In order to achieve this long term goal of moderating figures, and what is more, improving the general health of the society the Government provides smoking legislations. One of founded legislations, from 1 July 2007, to discourage smoking by making it more inconvenient, states that in public places and workplaces it is illegal to smoke and if not abided heavy fines will be adjudicated. Opinion given by 'karendodd' (On-line, 2007) on smoking in public places and passive smoking 'I am enjoying going out more now that its all smoke free, before it was a waste of time putting nice clothes on and washing your hair if you were going out to a pub at least now you come home still smelling nice.

Plus its a lot more healthier for everyone who does not smoke. '' demonstrates the general attitude of a British society. Wherever people smoke, there is the risk of passive smoking for individuals who do not smoke. Passive smoking, also called secondhand smoking, is a process of a submissive inhalation of a tobacco smoke which can damage every organ in the human body.

Tobacco smoke is an irritant and all passive smokers can experience at least one of the unpleasant symptoms, for example: burning eyes, sneezing, coughing, headaches or feeling sleepy. Non-smokers also tend not to like the odour of a burned tobacco, which clings to hair, skin, teeth, fingernails, clothing, furniture, and rugs. Breathing in secondhand smoke also affects persons blood structure by making it more glutinous and causing the formation of blood clots, what as the worst result, can then lead to complete heart failure.
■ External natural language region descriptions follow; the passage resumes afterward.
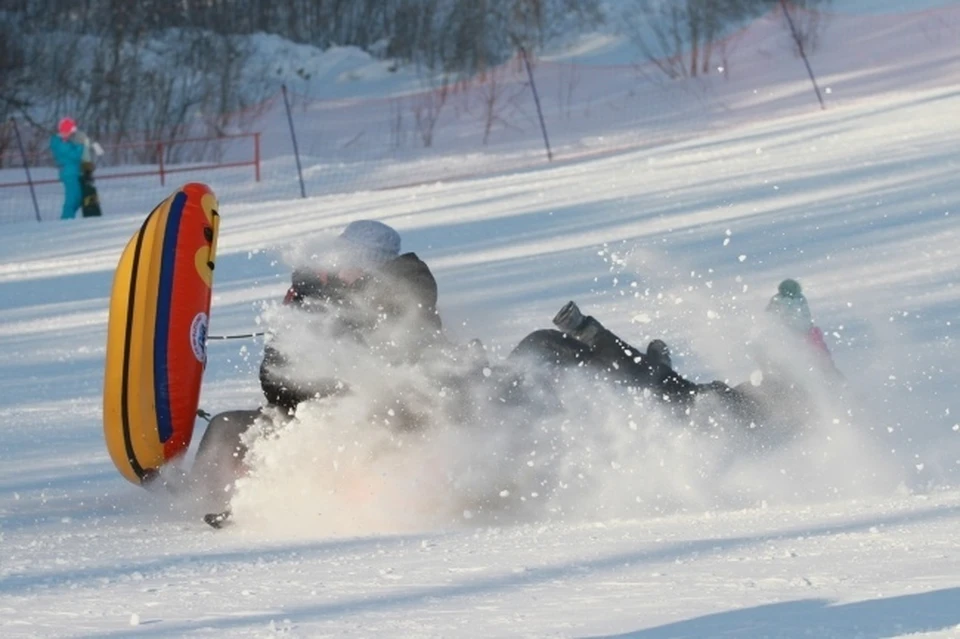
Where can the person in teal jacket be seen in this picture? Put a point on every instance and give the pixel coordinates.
(68, 152)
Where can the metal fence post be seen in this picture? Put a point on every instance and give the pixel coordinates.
(256, 154)
(536, 99)
(293, 136)
(23, 154)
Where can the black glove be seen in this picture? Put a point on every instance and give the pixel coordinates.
(572, 322)
(658, 353)
(569, 319)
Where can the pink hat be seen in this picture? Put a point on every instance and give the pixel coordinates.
(67, 127)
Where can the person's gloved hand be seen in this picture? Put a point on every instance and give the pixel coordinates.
(569, 319)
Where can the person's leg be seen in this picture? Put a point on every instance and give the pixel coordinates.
(72, 199)
(221, 452)
(548, 346)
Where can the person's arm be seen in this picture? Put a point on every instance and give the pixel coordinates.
(419, 288)
(281, 389)
(625, 363)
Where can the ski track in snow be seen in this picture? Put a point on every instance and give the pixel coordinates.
(851, 533)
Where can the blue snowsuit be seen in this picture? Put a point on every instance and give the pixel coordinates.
(68, 156)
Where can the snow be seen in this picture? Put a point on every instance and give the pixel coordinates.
(618, 524)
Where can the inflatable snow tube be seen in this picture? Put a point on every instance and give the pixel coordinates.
(156, 335)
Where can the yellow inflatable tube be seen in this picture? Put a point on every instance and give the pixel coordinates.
(157, 331)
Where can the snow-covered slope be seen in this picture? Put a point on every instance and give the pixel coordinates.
(618, 525)
(868, 229)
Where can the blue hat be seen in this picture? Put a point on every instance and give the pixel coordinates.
(368, 242)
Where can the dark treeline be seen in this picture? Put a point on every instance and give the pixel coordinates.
(153, 69)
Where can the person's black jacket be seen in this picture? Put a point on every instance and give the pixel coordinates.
(615, 359)
(402, 291)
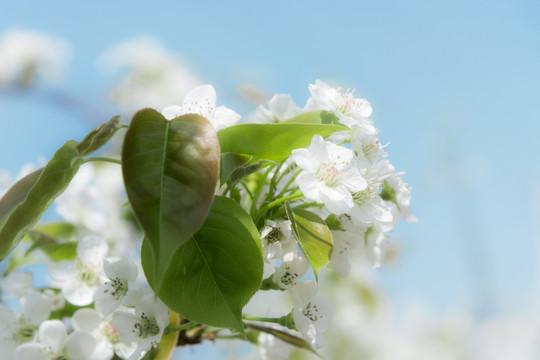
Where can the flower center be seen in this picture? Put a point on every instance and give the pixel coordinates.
(311, 312)
(289, 277)
(146, 327)
(274, 235)
(117, 288)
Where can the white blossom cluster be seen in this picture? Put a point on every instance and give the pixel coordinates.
(124, 317)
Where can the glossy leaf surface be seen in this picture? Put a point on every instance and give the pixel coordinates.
(170, 171)
(273, 142)
(213, 276)
(313, 236)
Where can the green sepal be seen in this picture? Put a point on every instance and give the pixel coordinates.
(313, 236)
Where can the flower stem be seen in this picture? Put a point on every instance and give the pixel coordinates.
(98, 158)
(186, 326)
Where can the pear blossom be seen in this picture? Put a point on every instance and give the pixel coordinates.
(122, 274)
(17, 329)
(312, 314)
(329, 174)
(281, 107)
(292, 268)
(277, 239)
(202, 100)
(107, 339)
(400, 198)
(349, 110)
(375, 245)
(145, 326)
(80, 279)
(55, 343)
(344, 241)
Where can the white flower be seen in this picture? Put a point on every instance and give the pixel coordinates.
(79, 279)
(25, 54)
(55, 343)
(281, 107)
(329, 176)
(16, 284)
(17, 329)
(107, 339)
(277, 239)
(145, 326)
(292, 268)
(312, 314)
(375, 245)
(155, 78)
(122, 274)
(367, 146)
(350, 110)
(344, 241)
(202, 101)
(272, 348)
(400, 198)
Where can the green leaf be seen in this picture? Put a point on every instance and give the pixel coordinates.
(170, 171)
(23, 205)
(213, 276)
(284, 336)
(313, 236)
(273, 142)
(99, 136)
(229, 163)
(316, 117)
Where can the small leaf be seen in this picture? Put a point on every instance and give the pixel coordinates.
(170, 171)
(313, 236)
(213, 276)
(273, 142)
(229, 163)
(315, 117)
(99, 136)
(22, 206)
(283, 335)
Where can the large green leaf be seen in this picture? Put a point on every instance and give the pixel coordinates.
(213, 276)
(99, 136)
(23, 205)
(170, 171)
(273, 142)
(313, 235)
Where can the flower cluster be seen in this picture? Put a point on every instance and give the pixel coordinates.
(297, 211)
(125, 319)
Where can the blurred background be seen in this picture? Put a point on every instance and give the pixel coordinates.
(455, 90)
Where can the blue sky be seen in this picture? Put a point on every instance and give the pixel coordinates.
(453, 84)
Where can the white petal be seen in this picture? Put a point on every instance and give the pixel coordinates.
(52, 333)
(170, 112)
(201, 100)
(30, 351)
(223, 117)
(92, 250)
(36, 308)
(86, 320)
(124, 323)
(80, 345)
(78, 293)
(123, 268)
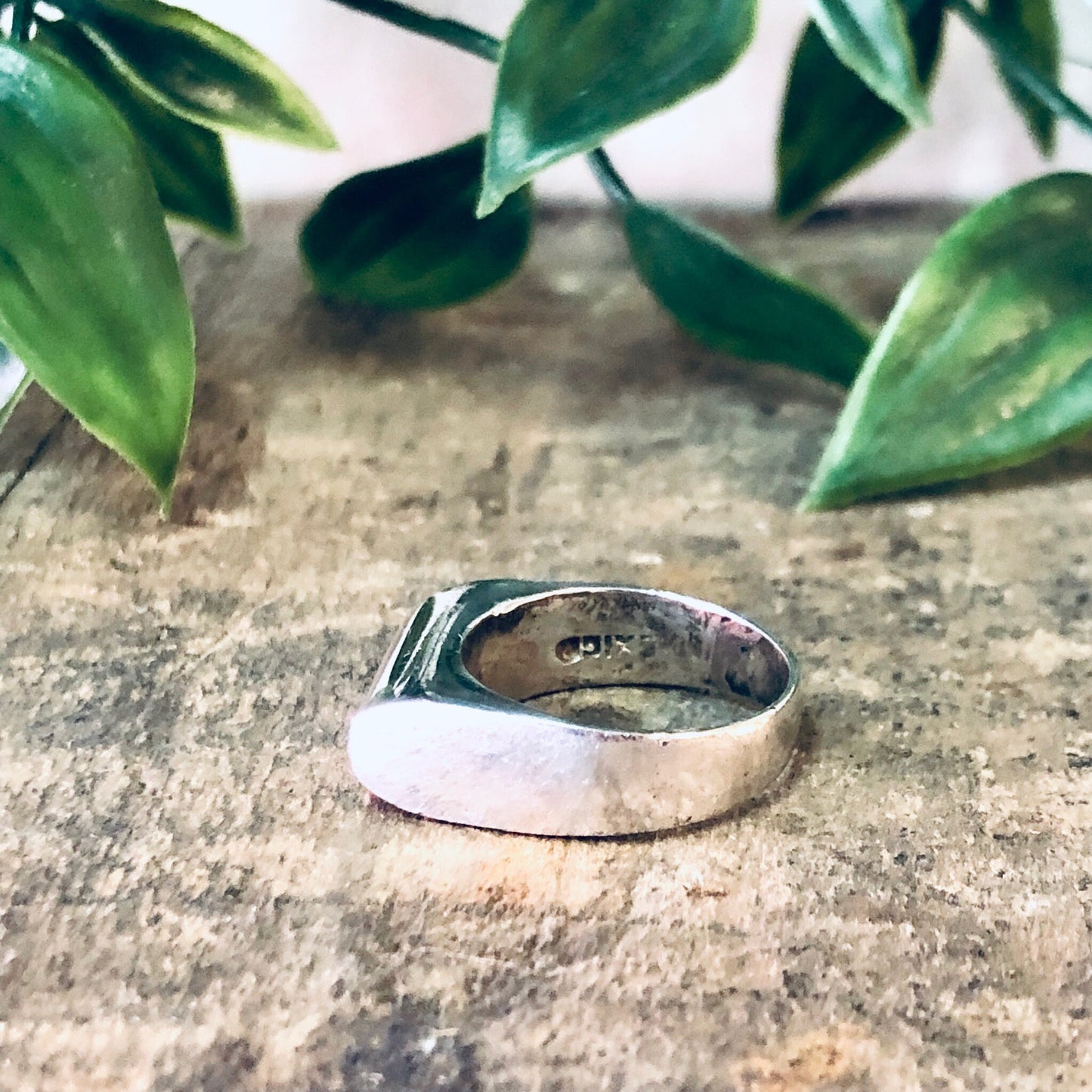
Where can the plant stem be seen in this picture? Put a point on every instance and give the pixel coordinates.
(1043, 88)
(22, 15)
(460, 35)
(478, 43)
(608, 176)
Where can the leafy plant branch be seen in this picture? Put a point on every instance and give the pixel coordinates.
(984, 362)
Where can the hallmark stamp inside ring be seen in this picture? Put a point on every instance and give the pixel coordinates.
(446, 733)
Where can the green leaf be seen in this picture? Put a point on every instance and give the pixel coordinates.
(1016, 66)
(200, 71)
(1032, 31)
(14, 382)
(572, 73)
(871, 37)
(91, 296)
(832, 124)
(407, 236)
(733, 305)
(986, 360)
(188, 162)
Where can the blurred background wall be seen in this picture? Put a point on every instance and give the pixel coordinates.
(390, 95)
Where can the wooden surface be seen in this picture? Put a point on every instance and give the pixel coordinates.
(194, 895)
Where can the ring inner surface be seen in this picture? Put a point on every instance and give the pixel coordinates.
(571, 640)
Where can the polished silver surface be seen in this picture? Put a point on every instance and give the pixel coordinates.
(444, 732)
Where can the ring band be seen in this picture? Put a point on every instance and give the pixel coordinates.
(444, 733)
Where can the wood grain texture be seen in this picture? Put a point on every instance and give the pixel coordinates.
(194, 895)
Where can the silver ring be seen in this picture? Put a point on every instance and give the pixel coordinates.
(444, 733)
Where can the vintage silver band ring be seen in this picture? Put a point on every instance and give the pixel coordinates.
(444, 733)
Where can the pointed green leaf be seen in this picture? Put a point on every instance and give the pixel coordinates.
(1017, 67)
(736, 306)
(871, 37)
(1032, 31)
(986, 360)
(188, 162)
(832, 125)
(200, 71)
(91, 295)
(14, 380)
(572, 73)
(407, 236)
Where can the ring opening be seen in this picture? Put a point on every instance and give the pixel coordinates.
(620, 637)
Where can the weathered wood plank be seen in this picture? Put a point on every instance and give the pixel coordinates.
(194, 892)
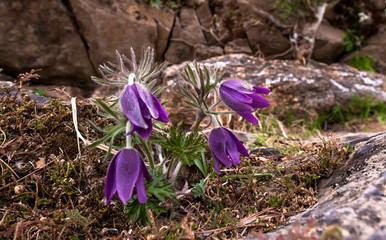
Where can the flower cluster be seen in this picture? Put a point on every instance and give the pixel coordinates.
(138, 107)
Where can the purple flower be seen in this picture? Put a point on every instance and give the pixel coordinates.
(225, 148)
(243, 98)
(140, 106)
(126, 171)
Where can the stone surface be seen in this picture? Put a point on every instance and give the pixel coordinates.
(186, 35)
(202, 52)
(239, 45)
(108, 26)
(314, 88)
(353, 198)
(328, 44)
(376, 49)
(43, 36)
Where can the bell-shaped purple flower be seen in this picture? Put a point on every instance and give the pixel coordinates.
(140, 106)
(126, 171)
(243, 98)
(225, 147)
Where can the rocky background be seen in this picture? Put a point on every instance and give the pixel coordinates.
(68, 39)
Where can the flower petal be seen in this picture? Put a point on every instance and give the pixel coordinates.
(162, 115)
(233, 100)
(261, 90)
(145, 132)
(127, 171)
(248, 116)
(216, 163)
(110, 184)
(259, 102)
(239, 86)
(131, 107)
(147, 98)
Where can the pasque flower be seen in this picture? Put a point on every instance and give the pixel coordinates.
(243, 98)
(140, 106)
(225, 148)
(126, 171)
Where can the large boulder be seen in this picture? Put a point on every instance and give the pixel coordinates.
(43, 36)
(328, 44)
(311, 88)
(353, 200)
(108, 26)
(375, 49)
(186, 36)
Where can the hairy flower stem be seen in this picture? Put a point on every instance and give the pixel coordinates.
(176, 171)
(200, 117)
(147, 150)
(128, 137)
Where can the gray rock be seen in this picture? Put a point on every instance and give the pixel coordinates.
(239, 45)
(119, 25)
(354, 197)
(315, 87)
(328, 44)
(38, 35)
(375, 49)
(186, 35)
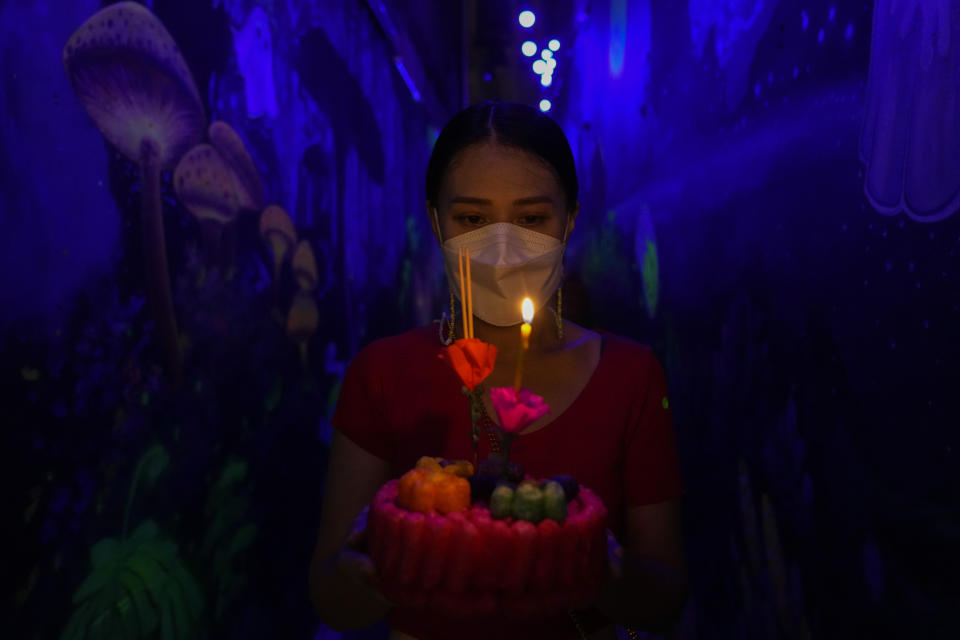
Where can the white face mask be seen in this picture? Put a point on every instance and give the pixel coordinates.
(507, 264)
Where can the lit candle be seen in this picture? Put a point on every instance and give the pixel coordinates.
(463, 296)
(525, 329)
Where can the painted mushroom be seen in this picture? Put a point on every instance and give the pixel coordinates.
(302, 322)
(215, 182)
(305, 266)
(204, 183)
(278, 232)
(247, 178)
(129, 76)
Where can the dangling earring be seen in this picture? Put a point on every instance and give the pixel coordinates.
(451, 323)
(558, 318)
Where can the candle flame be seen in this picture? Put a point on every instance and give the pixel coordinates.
(527, 310)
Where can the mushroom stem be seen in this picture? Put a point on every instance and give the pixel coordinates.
(155, 258)
(212, 231)
(228, 249)
(304, 345)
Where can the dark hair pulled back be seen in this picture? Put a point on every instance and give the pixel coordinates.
(511, 124)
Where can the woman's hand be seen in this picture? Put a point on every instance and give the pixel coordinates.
(354, 563)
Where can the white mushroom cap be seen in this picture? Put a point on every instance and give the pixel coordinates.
(231, 147)
(206, 185)
(274, 221)
(130, 77)
(305, 266)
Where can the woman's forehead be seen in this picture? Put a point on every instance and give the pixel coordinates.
(490, 169)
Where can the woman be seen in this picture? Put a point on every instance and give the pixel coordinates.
(501, 180)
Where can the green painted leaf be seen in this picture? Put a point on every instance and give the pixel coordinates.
(168, 630)
(150, 572)
(137, 592)
(126, 619)
(190, 590)
(179, 607)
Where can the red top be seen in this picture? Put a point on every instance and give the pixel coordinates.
(400, 401)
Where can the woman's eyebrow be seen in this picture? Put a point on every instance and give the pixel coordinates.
(518, 202)
(534, 200)
(469, 200)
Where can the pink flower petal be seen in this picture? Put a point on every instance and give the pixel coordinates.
(517, 410)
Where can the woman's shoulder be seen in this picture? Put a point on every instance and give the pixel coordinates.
(415, 343)
(629, 353)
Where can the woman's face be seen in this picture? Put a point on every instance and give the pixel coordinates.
(488, 183)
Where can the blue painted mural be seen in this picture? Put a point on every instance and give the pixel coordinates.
(768, 190)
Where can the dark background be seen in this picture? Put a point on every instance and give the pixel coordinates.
(743, 211)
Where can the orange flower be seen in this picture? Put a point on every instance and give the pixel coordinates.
(472, 359)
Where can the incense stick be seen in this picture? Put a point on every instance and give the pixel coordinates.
(463, 297)
(469, 294)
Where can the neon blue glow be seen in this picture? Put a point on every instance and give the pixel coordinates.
(618, 35)
(398, 63)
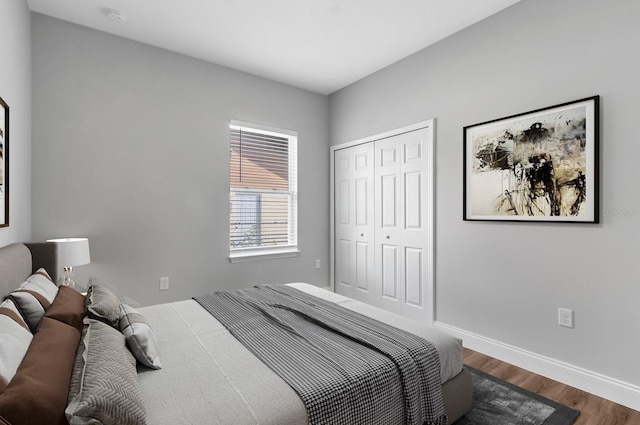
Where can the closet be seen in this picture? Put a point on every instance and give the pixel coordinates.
(383, 221)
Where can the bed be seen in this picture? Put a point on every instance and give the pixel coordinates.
(206, 375)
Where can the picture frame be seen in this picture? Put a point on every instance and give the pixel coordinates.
(537, 166)
(4, 163)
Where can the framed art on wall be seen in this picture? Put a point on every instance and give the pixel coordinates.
(535, 166)
(4, 163)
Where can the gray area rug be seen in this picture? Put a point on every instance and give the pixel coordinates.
(497, 402)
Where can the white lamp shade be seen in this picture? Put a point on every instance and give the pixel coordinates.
(72, 251)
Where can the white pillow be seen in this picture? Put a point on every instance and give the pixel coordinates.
(15, 339)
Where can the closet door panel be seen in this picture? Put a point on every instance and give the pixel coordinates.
(354, 236)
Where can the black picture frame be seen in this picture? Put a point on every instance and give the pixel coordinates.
(540, 165)
(4, 164)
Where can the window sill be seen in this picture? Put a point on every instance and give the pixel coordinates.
(263, 254)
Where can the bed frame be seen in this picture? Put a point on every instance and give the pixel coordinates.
(19, 260)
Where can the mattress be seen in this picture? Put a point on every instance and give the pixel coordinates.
(207, 376)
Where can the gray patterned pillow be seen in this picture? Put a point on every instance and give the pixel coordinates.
(140, 338)
(104, 383)
(102, 304)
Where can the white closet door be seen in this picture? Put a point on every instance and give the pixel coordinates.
(354, 222)
(402, 232)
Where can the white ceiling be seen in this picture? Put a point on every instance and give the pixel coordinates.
(317, 45)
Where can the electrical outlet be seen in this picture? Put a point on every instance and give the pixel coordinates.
(565, 317)
(164, 283)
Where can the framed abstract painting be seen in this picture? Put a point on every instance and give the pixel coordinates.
(540, 165)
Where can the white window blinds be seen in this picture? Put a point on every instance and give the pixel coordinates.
(263, 189)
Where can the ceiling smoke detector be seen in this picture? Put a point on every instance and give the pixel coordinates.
(116, 16)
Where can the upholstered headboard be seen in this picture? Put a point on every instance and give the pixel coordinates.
(19, 260)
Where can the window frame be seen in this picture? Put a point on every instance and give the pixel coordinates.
(241, 254)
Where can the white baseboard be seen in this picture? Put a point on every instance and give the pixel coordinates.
(603, 386)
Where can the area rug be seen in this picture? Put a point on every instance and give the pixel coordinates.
(497, 402)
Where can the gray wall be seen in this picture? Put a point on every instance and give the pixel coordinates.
(505, 281)
(130, 149)
(15, 89)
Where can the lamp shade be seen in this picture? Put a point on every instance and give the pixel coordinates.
(72, 251)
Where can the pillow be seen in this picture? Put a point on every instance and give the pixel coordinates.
(104, 386)
(37, 394)
(139, 336)
(103, 305)
(68, 307)
(33, 297)
(15, 338)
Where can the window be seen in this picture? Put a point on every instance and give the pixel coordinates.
(263, 192)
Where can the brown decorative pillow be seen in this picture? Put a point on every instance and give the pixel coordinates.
(37, 394)
(68, 307)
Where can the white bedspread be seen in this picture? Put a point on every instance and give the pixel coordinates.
(208, 377)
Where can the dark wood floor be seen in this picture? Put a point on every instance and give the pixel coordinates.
(593, 410)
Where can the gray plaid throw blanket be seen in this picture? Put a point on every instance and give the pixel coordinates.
(347, 368)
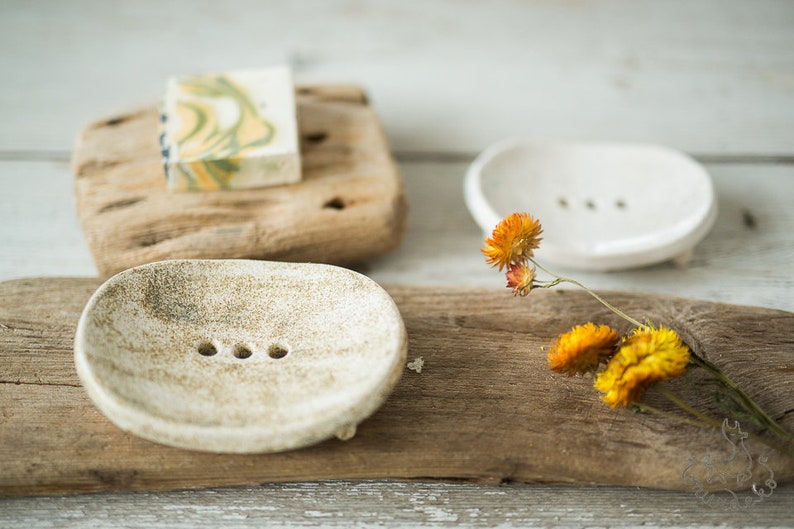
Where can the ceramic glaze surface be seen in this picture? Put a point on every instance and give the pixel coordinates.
(602, 206)
(239, 356)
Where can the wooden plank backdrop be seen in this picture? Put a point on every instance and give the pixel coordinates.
(484, 407)
(711, 77)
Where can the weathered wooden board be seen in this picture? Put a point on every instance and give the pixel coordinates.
(484, 407)
(349, 207)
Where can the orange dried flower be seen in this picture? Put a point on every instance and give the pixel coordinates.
(583, 348)
(520, 278)
(649, 355)
(512, 241)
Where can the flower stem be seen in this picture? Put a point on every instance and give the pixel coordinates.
(745, 400)
(560, 279)
(704, 419)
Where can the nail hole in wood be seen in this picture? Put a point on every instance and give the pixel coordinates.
(316, 137)
(277, 351)
(335, 203)
(207, 349)
(242, 351)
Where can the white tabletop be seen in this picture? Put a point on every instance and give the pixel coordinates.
(714, 79)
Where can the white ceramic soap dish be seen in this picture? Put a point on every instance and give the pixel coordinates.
(239, 356)
(602, 206)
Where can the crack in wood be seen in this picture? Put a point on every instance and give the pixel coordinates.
(54, 384)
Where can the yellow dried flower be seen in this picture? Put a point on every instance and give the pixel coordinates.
(520, 278)
(512, 241)
(649, 355)
(583, 348)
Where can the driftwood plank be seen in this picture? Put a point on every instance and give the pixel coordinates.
(348, 208)
(484, 408)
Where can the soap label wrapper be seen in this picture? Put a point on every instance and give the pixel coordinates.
(233, 130)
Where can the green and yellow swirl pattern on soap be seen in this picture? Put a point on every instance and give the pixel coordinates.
(211, 145)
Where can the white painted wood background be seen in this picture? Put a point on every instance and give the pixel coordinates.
(713, 78)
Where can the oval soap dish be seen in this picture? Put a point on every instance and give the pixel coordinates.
(603, 206)
(239, 356)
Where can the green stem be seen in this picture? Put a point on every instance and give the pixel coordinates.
(560, 279)
(746, 401)
(709, 421)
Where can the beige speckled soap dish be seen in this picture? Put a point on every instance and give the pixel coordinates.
(239, 356)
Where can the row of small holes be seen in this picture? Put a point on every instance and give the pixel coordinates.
(590, 203)
(242, 351)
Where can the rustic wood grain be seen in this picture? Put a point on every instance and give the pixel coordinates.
(484, 408)
(349, 207)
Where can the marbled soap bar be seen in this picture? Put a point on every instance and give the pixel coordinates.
(232, 130)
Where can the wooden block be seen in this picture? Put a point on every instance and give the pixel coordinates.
(484, 408)
(348, 208)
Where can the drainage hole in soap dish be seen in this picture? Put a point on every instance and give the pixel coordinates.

Another smoking legislation introduced by the British Government from 1 October 2007, alters the age from 16 to 18, of anyone wanting to purchase tobacco products. The NHS in Poland, asserted the same legislation, that individuals under 18 can not buy tobacco manufactured goods, but failed to improve the health situation in the country, accordingly to National Statistics Online (NSO). Since 1992 Poland is still one of the leading countries considering tobacco smoking.

Nevertheless, over 77 percent of Polish citizens are against smoking, what is shown in NSO, and that is why the National Health Service intends to reduce the number of people who smoke by imposing on the Government to introduce a legislation on banning smoking from public places. This paper has identified smoking as the important problem currently being experienced by the National Health Service. It also has described the reason why smoking tobacco products has extremely bad and unpleasant effects on people's health and what is more, it has exemplified the motive for the NHS to have started a boosted anti-smoking campaign.

The main goal of the NHS is to reduce smoking rates and motivate smokers in different groups to stop using tobacco products. In doing that the National Health Service in Great Britain and Poland is trying to support and encourage the nation by giving a clear information about health risks, reasons not to smoke, and also by offering 24 hour access to NHS support to quit smoking, for example 'Stop Smoking Services' and nicotine replacement Therapies.

Great Britain's and Poland's NHS reforms are setting new approach to public health through sustained investment and fresh thinking. These reforms are the start, not the end of a journey, since the ideas and actions should always be developed, and what is more, they are constantly encouraging people of Great Britain and Poland to stop smoking and focus on the health improvement and self progress.